NCJ Number
193065
Date Published
2001
Length
7 pages
Annotation
This chapter describes several high-throughput biology database projects being conducted under the National Center for Biotechnology Information (NCBI) and involving collaboration among numerous groups
Abstract
Under the National Library of Medicine, the National Center for Biotechnology Information (NCBI) has been conducting scientific research on the input/output of several high-throughput biology projects through collaboration with numerous groups. Several high-throughput biology projects are presented. First, PubMed is a system providing access to Medline, a database of more than 10 million abstracts in biomedical literature, and linkage to online journals and factual databases. PubMed illustrates how many databases were built in the past and their strengths and weaknesses. PubMed offers rapid dissemination of information on infectious diseases. Second, GenBank is a database of gene sequences and contains over 4 billion base pairs of DNA from more than 60,000 different species. GenBank is used for computation requiring information be validated in a variety of ways.
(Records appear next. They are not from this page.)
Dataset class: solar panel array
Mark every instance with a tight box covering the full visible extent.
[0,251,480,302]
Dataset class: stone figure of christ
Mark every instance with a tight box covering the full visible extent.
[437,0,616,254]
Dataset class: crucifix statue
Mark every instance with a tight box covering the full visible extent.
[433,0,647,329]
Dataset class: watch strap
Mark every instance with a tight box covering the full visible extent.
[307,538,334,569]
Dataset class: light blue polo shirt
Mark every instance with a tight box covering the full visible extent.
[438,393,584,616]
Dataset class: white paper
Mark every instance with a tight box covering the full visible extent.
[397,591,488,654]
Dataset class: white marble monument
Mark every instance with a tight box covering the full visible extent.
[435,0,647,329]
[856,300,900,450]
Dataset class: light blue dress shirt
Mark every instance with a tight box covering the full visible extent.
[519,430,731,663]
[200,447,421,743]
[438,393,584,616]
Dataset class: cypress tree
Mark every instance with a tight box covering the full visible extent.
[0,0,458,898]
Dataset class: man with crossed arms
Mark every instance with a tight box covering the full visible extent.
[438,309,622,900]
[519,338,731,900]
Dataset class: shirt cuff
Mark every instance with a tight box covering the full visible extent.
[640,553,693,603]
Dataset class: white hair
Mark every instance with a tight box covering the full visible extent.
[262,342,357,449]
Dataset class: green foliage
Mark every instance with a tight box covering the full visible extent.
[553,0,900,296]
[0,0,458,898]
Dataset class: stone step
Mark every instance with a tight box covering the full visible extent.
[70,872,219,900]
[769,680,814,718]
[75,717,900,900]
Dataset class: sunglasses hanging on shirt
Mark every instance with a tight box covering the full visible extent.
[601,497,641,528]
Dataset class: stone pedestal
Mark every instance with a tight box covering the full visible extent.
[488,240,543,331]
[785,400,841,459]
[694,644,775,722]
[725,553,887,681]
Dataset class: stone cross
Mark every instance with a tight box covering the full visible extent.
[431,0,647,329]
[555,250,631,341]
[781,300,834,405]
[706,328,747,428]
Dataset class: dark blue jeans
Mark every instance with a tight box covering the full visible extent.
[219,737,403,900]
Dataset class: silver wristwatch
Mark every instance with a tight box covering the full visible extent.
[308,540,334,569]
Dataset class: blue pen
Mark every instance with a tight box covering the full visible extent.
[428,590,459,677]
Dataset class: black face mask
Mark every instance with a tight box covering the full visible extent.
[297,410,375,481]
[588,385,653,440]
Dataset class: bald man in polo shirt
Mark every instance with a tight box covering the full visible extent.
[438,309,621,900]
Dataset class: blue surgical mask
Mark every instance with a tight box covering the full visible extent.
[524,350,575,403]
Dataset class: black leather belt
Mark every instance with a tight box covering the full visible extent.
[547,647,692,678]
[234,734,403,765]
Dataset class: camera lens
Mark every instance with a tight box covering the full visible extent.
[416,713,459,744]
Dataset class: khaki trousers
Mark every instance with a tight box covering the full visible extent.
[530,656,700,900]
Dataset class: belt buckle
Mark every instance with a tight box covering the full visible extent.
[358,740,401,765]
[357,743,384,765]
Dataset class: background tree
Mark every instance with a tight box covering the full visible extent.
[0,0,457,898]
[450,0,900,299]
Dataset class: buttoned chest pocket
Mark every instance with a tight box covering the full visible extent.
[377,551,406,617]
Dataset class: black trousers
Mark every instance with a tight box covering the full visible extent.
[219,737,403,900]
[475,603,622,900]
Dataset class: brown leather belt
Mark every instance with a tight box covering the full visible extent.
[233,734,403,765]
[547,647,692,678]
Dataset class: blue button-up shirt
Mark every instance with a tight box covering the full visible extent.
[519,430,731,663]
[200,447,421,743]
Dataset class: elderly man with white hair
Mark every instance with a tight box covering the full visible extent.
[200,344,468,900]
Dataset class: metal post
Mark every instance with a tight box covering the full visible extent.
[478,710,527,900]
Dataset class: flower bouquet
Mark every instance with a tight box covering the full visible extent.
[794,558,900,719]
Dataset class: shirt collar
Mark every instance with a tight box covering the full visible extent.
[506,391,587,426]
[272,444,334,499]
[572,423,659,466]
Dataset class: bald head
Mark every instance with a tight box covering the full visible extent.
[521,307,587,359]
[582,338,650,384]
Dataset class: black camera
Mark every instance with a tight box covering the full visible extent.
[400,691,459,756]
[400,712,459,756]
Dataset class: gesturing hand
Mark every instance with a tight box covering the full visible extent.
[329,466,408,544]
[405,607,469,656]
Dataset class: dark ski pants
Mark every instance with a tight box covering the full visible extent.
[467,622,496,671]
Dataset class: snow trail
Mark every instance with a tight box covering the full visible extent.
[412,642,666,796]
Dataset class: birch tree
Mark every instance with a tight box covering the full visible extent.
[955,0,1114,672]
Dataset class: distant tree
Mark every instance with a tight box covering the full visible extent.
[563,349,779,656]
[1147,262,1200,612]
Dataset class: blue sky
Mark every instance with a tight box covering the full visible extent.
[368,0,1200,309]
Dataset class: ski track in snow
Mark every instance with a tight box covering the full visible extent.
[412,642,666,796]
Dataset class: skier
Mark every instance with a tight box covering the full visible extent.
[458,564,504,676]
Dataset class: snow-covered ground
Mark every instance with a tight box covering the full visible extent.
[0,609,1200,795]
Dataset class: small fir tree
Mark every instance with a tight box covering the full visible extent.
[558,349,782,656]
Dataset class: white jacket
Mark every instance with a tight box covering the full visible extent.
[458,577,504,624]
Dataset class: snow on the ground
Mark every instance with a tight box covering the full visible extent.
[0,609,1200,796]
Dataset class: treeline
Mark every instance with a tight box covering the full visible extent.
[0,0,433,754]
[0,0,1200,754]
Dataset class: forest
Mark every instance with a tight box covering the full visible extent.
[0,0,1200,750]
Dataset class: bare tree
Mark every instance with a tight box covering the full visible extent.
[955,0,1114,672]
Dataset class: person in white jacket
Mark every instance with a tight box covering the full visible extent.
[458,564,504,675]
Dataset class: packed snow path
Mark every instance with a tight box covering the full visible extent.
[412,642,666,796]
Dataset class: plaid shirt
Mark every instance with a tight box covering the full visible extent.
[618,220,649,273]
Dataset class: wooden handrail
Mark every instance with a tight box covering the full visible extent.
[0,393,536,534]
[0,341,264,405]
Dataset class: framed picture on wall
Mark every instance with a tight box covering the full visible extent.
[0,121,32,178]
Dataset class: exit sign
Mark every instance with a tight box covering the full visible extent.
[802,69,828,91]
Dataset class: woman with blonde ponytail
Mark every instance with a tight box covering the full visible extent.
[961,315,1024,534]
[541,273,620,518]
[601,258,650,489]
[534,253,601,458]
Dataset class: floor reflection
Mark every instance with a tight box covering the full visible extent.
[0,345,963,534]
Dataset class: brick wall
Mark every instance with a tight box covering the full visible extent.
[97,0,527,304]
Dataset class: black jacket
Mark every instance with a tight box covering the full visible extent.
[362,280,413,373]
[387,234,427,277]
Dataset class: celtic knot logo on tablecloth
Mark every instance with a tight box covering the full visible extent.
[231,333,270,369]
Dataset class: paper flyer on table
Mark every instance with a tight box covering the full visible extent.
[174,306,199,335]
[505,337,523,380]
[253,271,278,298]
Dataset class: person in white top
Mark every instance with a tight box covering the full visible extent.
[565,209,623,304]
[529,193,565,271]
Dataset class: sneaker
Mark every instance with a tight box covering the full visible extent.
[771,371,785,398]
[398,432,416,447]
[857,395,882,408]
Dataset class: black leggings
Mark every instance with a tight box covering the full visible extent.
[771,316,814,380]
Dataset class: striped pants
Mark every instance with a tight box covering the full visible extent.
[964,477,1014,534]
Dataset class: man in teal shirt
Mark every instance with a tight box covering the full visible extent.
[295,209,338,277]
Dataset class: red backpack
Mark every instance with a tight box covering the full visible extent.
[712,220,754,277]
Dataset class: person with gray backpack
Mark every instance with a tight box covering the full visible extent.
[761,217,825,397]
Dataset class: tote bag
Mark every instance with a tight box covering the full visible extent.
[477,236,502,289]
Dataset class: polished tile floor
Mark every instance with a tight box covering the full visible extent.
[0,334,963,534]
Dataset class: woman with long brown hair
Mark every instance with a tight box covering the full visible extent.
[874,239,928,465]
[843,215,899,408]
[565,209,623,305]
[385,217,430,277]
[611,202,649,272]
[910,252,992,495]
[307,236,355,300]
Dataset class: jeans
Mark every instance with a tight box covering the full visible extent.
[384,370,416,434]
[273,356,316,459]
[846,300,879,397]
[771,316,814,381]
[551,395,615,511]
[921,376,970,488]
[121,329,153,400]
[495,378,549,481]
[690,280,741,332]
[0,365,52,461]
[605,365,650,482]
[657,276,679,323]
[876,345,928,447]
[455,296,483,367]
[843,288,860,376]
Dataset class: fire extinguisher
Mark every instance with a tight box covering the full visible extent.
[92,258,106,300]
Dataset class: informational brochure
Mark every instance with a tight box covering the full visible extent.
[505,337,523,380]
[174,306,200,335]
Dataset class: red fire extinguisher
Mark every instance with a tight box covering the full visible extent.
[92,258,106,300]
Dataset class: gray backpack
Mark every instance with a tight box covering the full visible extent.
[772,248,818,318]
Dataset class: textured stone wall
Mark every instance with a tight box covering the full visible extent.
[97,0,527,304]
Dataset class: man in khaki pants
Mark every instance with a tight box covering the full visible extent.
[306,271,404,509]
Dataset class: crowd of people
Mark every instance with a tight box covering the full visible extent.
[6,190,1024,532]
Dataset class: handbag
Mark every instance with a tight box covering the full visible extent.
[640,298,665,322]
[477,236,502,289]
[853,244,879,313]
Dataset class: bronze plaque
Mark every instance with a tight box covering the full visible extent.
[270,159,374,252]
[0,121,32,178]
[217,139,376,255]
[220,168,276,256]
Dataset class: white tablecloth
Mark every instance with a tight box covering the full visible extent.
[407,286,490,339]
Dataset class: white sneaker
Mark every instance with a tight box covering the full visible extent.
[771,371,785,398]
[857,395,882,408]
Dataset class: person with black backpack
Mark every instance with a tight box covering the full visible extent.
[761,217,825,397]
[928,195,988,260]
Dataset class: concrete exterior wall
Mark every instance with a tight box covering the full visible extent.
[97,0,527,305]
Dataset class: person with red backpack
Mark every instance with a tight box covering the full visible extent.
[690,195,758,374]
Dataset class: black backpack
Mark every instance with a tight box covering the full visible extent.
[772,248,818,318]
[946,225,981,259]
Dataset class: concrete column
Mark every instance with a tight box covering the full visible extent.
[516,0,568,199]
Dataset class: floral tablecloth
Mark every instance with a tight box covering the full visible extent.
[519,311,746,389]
Thirdly, UniGene is a resource used in the development of a gene map that involves the clustering of partial gene sequences called expressed sequence tags (ESTs). Lastly, the Cancer Genome Anatomy Project (CGAP) developed information about reagents for deciphering the molecular anatomy of the cancer cell and provides a model for future full-length cDNA projects. The project's objective is to develop a tumor gene index of all of the genes that are involved in cancer. High-throughput biology projects are representative of database projects of the future. Its challenge is to maintain control and organization in the data collection process and preserve the system flexibility and autonomy.